Monday, 29 September 2014

FILIPE CARVALHO

Filipe Carvalho bückte sich, um der Alten wieder auf die Beine zu helfen. Aber Mariana war schneller. Sie hatte ihr bereits unter den Arm gepackt. „Nimm doch mal meine Tasche und geh schon mal vor, ich helfe der Senhora“, sagte sie und schickte Filipe alleine die Gangway hinunter, während sie sich dem Tempo der Alten anpasste.

Sie waren ziemlich weit vorne gewesen beim Check-in, und so war er auch einer der ersten im Flugzeug. Ihm folgten immer mehr Passagiere durch die Tür und quälten sich zu ihren Plätzen. Das sah sich Filipe eine Weile gelassen an, doch mit der Zeit wurde er nervös: Mariana kam nicht nach.

Als alle anderen ihren Sitz eingenommen hatten und sie immer noch nicht aufgetaucht war, winkte Filipe eine Stewardess zu sich. „Und die Senhora? Ist sie denn da?“, fragte sie, aber Filipe sah nur Köpfe um sich herum und sie alle waren gleich. Er konnte es nicht sagen. „Mariana Souza“, wiederholte er stattdessen und ließ sich wieder auf seinen 8 D fallen. 

Die Stewardess beugte sich zu ihm herunter und steckt seinen Gurt zusammen. Dann ging sie nach vorne, wo sie in der Gangway verschwand. Auch sie sollte er nie wieder sehen.

Tuesday, 23 September 2014

LOLE BILLER

Stell Dir vor, dass jemand in, sagen wir mal, 500 Jahren ein extraplanetarisches Studium absolviert und in dieser Zeit eine Frau kennen lernt. So wird es Falih Yang ergehen, geboren am 27. November 2507 in Kenston, das ungefähr zwei Flugstunden vom Mount Olympus entfernt liegt. Der Mount Olympus ist der höchste Berg im Sonnensystem, und er befindet sich auf dem Mars.

Falih Yang wird, bis er 20 ist, Kenston nie verlassen haben. Aber dann folgt er seinem Plan und fliegt zur Erde, um in der Schweiz zu studieren. „Wir reden von Mathematik und Informatik“, wie seine Mutter immer sagt.
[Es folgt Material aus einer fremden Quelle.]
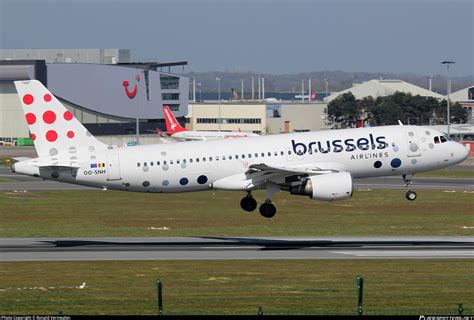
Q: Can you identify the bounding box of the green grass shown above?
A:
[0,190,474,237]
[415,166,474,179]
[0,260,474,314]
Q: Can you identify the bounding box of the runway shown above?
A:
[0,237,474,262]
[0,169,474,191]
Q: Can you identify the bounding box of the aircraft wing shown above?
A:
[246,162,345,175]
[212,162,346,190]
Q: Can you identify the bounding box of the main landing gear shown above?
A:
[240,182,280,218]
[403,174,416,201]
[240,191,257,212]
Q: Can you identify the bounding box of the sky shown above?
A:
[0,0,474,76]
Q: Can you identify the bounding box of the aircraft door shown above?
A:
[406,130,421,157]
[107,154,122,181]
[285,148,293,161]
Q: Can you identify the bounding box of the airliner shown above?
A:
[163,106,259,141]
[12,80,468,218]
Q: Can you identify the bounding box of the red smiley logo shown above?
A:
[122,74,140,99]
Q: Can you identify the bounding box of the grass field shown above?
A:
[0,260,474,314]
[0,190,474,237]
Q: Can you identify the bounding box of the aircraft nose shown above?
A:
[456,143,469,162]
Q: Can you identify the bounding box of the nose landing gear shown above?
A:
[403,174,416,201]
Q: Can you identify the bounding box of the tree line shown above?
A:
[327,92,468,128]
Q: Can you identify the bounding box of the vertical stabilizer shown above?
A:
[15,80,106,157]
[163,106,188,134]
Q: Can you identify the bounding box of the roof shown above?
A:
[449,86,474,102]
[428,123,474,135]
[324,79,444,102]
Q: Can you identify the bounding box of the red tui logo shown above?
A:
[122,74,140,99]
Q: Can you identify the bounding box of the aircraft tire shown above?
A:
[240,197,257,212]
[260,203,276,218]
[405,191,416,201]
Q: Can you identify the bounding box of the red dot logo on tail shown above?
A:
[122,74,140,99]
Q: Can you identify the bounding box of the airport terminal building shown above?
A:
[0,49,189,141]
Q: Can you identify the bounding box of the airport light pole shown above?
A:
[257,73,262,101]
[216,77,222,132]
[252,77,255,101]
[301,79,304,102]
[308,78,311,101]
[324,78,329,97]
[441,60,456,137]
[196,82,202,102]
Im Jahr 2533 schafft er mit Auszeichnung den Abschluss in beiden Fächern und ergattert sich unter den neidvollen Blicken einiger Kommilitonen gleich einen Assistentenjob am Teilchenbeschleuniger am Cern.
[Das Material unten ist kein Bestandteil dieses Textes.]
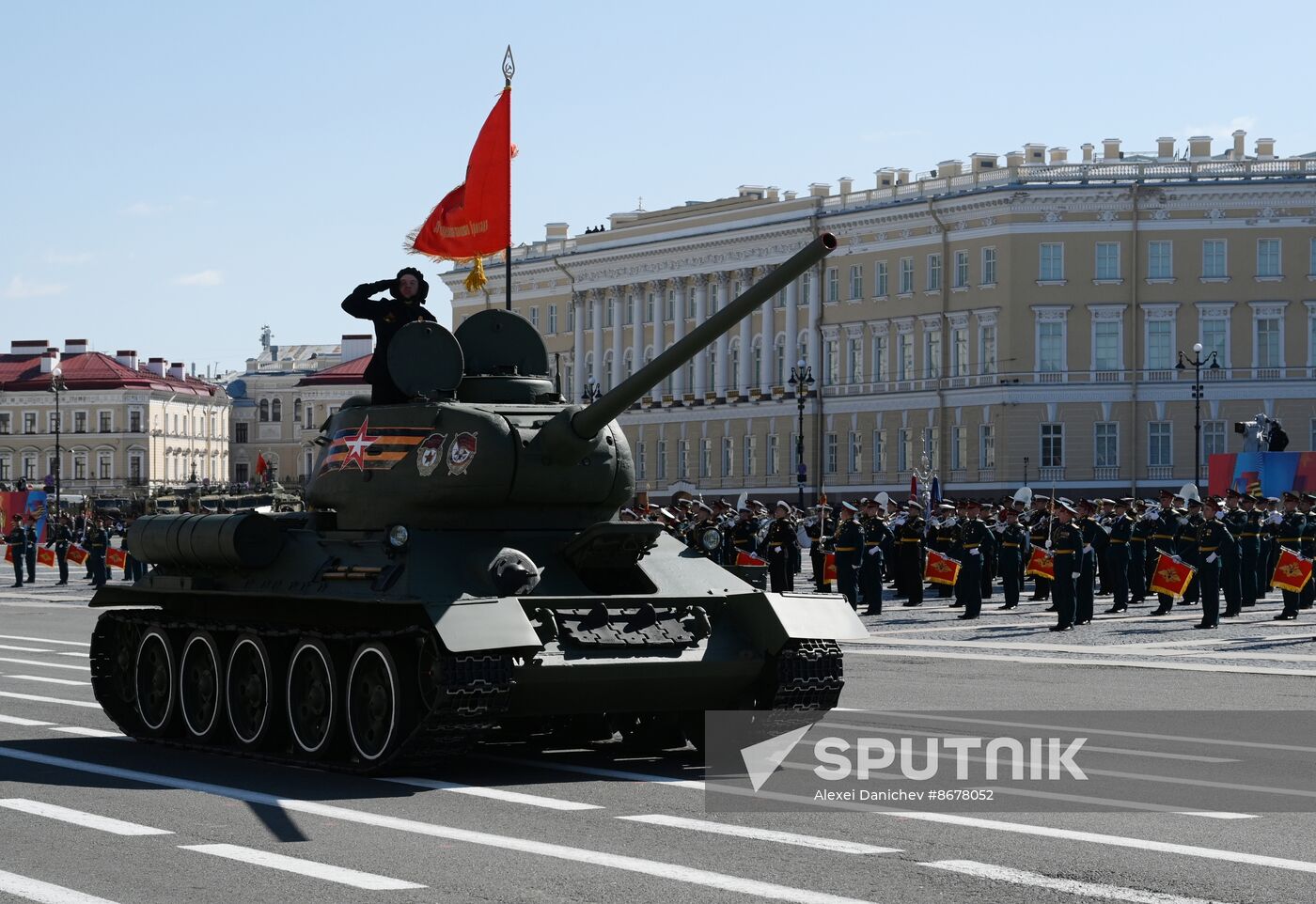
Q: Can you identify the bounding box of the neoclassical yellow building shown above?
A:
[444,132,1316,497]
Dies ist aber nicht seine Geschichte. Es ist die von Lole Biller, die Falih an einem Silvesterabend beim Raketenschießen in der Züricher Altstadt das erste Mal an sich gezogen haben wird. Es ist nicht seine, denn er will wieder zurück und stellt Lole Biller eines Morgens zwischen Milchkaffee und Schinkenspeck vor die Wahl: „Komm mit mir, oder Du bleibst halt hier.“

Wenn man zum Mars fliegen will, muss man ein Zeitfenster abpassen, in dem sich der Rote und der Blaue Planet sehr nahe sind. Jenseits dieses Fensters hat das Reisen keinen Sinn, und man muss Jahre warten, bis man wieder wechseln kann. Es wäre also ein Abschied für lange Zeit von ihren Eltern, ihren Freunden und allem, was ihr lieb ist.

Aber Loles Entscheidung war schon klar, bevor überhaupt eine vonnöten war.